James and Jaymes from The Amazing Race 21 getting all wrapped up in what they’re doing, as an aide looks on appreciatively! I was feeling the same way. Those two were the best part of the race this season and woulda, coulda, shoulda won BUT…..
The KISS heard round the world!
The “goat farmers” pulled it off and having never won a single round, won the whole damn race in the end, proving that bad cab drivers are the reason people lose The Amazing Race.
What’s next? Well it’s LLIVVVVEEEE!!!!! Dancing With the Stars! There is no better dance than this one, in any season, and this was in May 2012. Don Driver and Peta Murgatroyd dancing their freestyle to Cowboy Troy’s “Play Chicken with a Train”!
*Who? The big black neck commin’ through to you boy- you done fell and bumped you head uh huh*
Then, of course, ABC decided it was time for Dancing with the Stars: All-Stars. Then they put Bristol Palin in the cast. WTF! She still couldn’t dance and the political pull from her name kept her there longer than she should have been AGAIN while other, much more deserving, more talented people went home. And she was a BITCH about it too!
“I know you are, but what am I…”
In the end, the best dancer didn’t win, but I was happy that Melissa Rycroft and Toni Dovolani beat out that conceited little weasel, Derek Hough.
“We beat Derek! We beat Derek! We Beat Derek!”
Celebrity Apprentice had its best season ever, in spite of Donald Trump. These cast of crazies will never be this great again. The ultimate villain came in the form of the big-boobed, brass-haired, mouthy, know-it-all, do it-all, Aubrey O’Day. The bitch was ratings GOLD! Teamed with the likes of Penn Jillette, Dee, Snider, Clay Aiken and foul-mouthed Lisa Lampanelli, it was drama from day one.

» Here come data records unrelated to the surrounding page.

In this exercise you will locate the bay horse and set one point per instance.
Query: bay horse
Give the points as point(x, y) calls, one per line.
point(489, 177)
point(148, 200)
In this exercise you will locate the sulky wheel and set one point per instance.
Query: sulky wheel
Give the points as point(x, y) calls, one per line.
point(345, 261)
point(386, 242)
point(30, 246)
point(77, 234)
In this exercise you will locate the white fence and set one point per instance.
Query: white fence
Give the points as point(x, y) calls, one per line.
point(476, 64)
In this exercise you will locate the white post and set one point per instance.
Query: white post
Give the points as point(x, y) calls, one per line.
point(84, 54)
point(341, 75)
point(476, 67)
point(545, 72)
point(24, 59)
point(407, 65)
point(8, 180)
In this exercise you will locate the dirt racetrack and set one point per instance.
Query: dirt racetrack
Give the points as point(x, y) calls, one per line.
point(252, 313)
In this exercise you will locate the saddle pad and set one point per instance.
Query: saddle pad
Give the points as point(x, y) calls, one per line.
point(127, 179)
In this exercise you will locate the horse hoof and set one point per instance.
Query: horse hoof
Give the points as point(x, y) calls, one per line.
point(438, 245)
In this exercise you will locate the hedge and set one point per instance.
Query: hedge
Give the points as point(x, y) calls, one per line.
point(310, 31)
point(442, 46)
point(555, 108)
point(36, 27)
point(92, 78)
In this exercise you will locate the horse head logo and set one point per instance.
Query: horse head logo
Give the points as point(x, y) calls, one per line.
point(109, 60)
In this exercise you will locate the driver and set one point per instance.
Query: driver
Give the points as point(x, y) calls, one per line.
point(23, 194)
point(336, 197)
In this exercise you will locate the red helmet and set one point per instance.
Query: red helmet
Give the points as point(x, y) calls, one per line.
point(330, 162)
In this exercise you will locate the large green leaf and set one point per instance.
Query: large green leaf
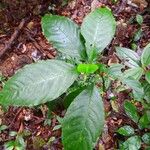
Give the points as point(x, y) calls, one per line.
point(38, 83)
point(130, 58)
point(63, 33)
point(145, 58)
point(87, 68)
point(83, 121)
point(98, 29)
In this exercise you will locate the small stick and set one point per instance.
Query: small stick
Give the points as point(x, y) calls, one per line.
point(13, 37)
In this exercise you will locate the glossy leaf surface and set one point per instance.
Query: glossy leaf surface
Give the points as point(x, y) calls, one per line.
point(38, 83)
point(98, 29)
point(63, 33)
point(83, 121)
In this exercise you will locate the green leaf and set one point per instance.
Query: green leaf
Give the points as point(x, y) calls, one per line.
point(98, 29)
point(146, 87)
point(63, 33)
point(126, 130)
point(147, 76)
point(83, 121)
point(136, 87)
point(38, 83)
point(145, 58)
point(115, 70)
point(137, 35)
point(71, 96)
point(144, 121)
point(131, 111)
point(130, 58)
point(146, 138)
point(87, 68)
point(3, 127)
point(135, 73)
point(132, 143)
point(139, 19)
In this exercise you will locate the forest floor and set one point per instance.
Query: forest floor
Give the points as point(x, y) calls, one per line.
point(22, 42)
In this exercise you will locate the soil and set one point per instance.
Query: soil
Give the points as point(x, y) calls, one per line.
point(29, 45)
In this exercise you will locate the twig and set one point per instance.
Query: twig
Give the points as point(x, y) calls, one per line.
point(13, 38)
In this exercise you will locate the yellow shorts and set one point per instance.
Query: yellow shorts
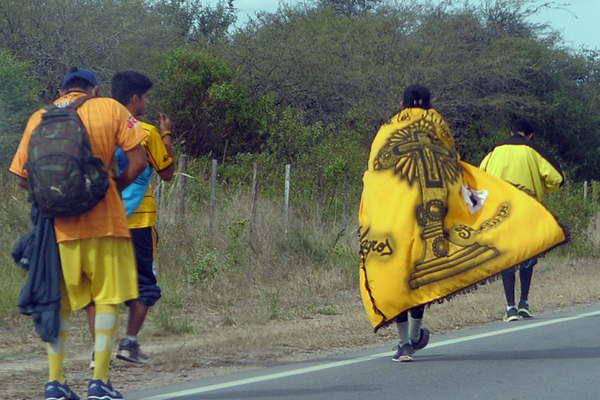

“If you had told me I’d be singing “Baby Love” with Debbie Gibson in the 1980′s, I would have punched you in the face.” – Dee Snyder
How can we not talk about the summer staple, Big Brother 14. CBS. who has a contract to sign up every Hantz relative south of the Mason/Dixon line, decided they needed one in the Big Brother house. This was suppose to be a secret. That lasted 15 minutes. Willie Hantz lasted 14 days in the house before he was “expelled” for fighting with the other houseguests, throwing pork rinds at Janelle and calling her a “bitch” and then supposedly head-butting Chef Joe. I saw no head-butt and I am an eye witness. He was the most entertaining person in that house that first half of the season and we were all sad to see him go.